Um trabalho da Consultoria Legislativa da Câmara dos Deputados (Teixeira, 2016) calculou que a legalização das drogas geraria, para além da economia de gastos públicos, arrecadação tributária aos governos de R$ 12,8 bilhões anualmente. Se o montante de recursos gastos e de novas receitas tributárias fossem utilizados de modo inteligente na prevenção, como em políticas para a primeira infância e para a juventude, envolvendo educação, cultura e esportes, entre outros, certamente o país poderia reduzir substancialmente o número de homicídios, bem como o número de mortes por envenenamento por drogas. Obviamente, não se defende aqui a legalização irrestrita. As alternativas e o caminho estratégico deveriam ser muito bem pensados e baseados em evidências científicas, para a construção de um marco regulatório que considere experiências bem-sucedidas e lições aprendidas em outros países, bem como a própria experiência brasileira de regulação dos mercados de drogas lícitas, tal qual cigarros de tabaco e bebidas alcóolicas.

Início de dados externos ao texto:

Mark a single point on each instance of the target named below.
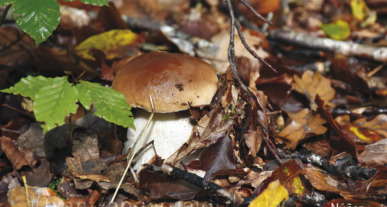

Contudo, dadas as limitações impostas pelo imperativo legal de proibição e criminalização, resta encontrar formas de minimizar os efeitos deletérios do atual modelo. Nesse sentido, um bom começo seria modular a aplicação da Lei de Drogas, impondo condições objetivas em termos da quantidade de drogas apreendidas para tipificar o crime de tráfico, juntamente a um maior rigor do judiciário na convalidação de entradas em domicílio sem prévio mandado judicial, assim como de circunstâncias que caracterizariam comportamento suspeito para abordagem policial em locais públicos, temas que têm sido objeto de julgamentos pelos nossos tribunais superiores.[3] Além disso, seria desejável uma mudança de foco de policiamento ostensivo para trabalho de investigação policial, mirando no caminho do dinheiro e nos vértices e elos importantes das facções criminais, ao invés de investir na prisão de pequenos traficantes e usuários.

[1] Há cinco estudos publicados decorrentes da pesquisa “Perfil do processado e produção de provas em ações criminais por tráfico de drogas”, realizada pelo Ipea em parceria com a Secretaria Nacional de Políticas sobre Drogas e Gestão de Ativos do Ministério da Justiça e Segurança Pública: Ipea (2023a); Ipea (2023b); Garcia et al. (2023); Soares e Maciel (2023); Maciel e Soares (2024).
[2] Ver: Talking Drugs (2024) Drug decriminalisation across de world. https://www.talkingdrugs.org/drug-decriminalisation/
[3] Quanto aos critérios objetivos de quantidades para diferenciação entre usuários e traficantes, ver Supremo Tribunal Federal – STF/RE 635659. Em relação à discussão sobre ilegalidade da abordagem policial sem fundada suspeita, ver STF/HC 208240 e Superior Tribunal de Justiça – STJ/RHC 158.580. Por fim, sobre a restrição do arbítrio policial para busca domiciliar, ver STJ/HC 598.051; STJ/AgRg no REsp 1.865.363 e STJ/EDAgRgED HC 561.988.